Zhivotovsky B, Burgess D H, Vanags D M, Orrenius S
Institute of Environmental Medicine, Division of Toxicology, Karolinska Institutet, Stockholm, Sweden.
Biochem Biophys Res Commun. 1997 Jan 23;230(3):481-8. doi: 10.1006/bbrc.1996.6016.
Programmed cell death (PCD), a genetically controlled cell deletion process, plays an important role in the regulation of cellular and tissue homeostasis. The requisite for proteolysis during PCD-induced apoptosis is well documented. The cellular proteolytic machinery includes numerous proteases localized in membranes, cytoplasm, and nucleus. This machinery may function to remove denatured or misfolded protein from the cytoplasm on a routine basis and may also cleave proteins thereby implementing their activation. The well established role of some proteases is to maintain fundamental cellular processes; however, the precise cellular location and function of other proteases which make a contribution to a unique unidirectional process such as apoptosis remains unclear. The functional overlap between 'scheduled' and 'unscheduled' proteolysis may potentially lead to confusion in this research area. In this review we will discuss certain cellular proteolytic systems and highlight the possible involvement of each in apoptosis.
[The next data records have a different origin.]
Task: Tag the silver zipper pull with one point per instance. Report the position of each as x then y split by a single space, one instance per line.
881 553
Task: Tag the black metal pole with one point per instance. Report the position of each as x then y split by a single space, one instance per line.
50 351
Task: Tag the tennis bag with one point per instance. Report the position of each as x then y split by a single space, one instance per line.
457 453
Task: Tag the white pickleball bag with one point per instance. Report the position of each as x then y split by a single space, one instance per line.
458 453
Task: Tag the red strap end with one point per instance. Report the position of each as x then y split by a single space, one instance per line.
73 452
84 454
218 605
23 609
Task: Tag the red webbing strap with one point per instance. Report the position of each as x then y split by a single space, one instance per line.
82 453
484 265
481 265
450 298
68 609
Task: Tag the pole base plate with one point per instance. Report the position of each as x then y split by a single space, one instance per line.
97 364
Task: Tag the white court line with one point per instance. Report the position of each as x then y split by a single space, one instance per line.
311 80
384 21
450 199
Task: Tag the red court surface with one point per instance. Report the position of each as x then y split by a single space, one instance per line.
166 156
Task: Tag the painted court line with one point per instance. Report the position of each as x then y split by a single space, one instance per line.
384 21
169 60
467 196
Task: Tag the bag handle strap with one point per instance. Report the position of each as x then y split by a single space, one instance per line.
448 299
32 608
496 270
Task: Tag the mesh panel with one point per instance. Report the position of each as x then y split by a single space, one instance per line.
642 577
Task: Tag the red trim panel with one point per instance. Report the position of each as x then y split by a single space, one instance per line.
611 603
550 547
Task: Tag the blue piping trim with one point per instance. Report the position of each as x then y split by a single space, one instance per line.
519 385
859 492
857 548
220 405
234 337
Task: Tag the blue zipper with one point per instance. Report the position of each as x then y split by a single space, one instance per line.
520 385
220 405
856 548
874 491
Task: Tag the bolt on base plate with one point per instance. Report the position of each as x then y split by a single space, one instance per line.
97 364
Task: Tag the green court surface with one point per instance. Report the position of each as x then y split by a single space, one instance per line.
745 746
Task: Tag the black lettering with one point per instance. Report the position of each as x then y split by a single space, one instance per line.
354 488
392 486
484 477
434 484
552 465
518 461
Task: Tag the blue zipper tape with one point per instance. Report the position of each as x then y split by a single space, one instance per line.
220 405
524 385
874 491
程序性细胞死亡(PCD)是一种由基因控制的细胞清除过程,在细胞和组织稳态的调节中起着重要作用。PCD诱导的细胞凋亡过程中蛋白水解的必要性已有充分记录。细胞蛋白水解机制包括众多定位于细胞膜、细胞质和细胞核的蛋白酶。该机制可能常规性地发挥作用,从细胞质中清除变性或错误折叠的蛋白质,也可能切割蛋白质从而实现其激活。一些蛋白酶已确立的作用是维持基本的细胞过程;然而,其他对诸如细胞凋亡这种独特单向过程有贡献的蛋白酶的精确细胞定位和功能仍不清楚。“定时”和“非定时”蛋白水解之间的功能重叠可能会在该研究领域导致混淆。在本综述中,我们将讨论某些细胞蛋白水解系统,并强调每种系统可能参与细胞凋亡的情况。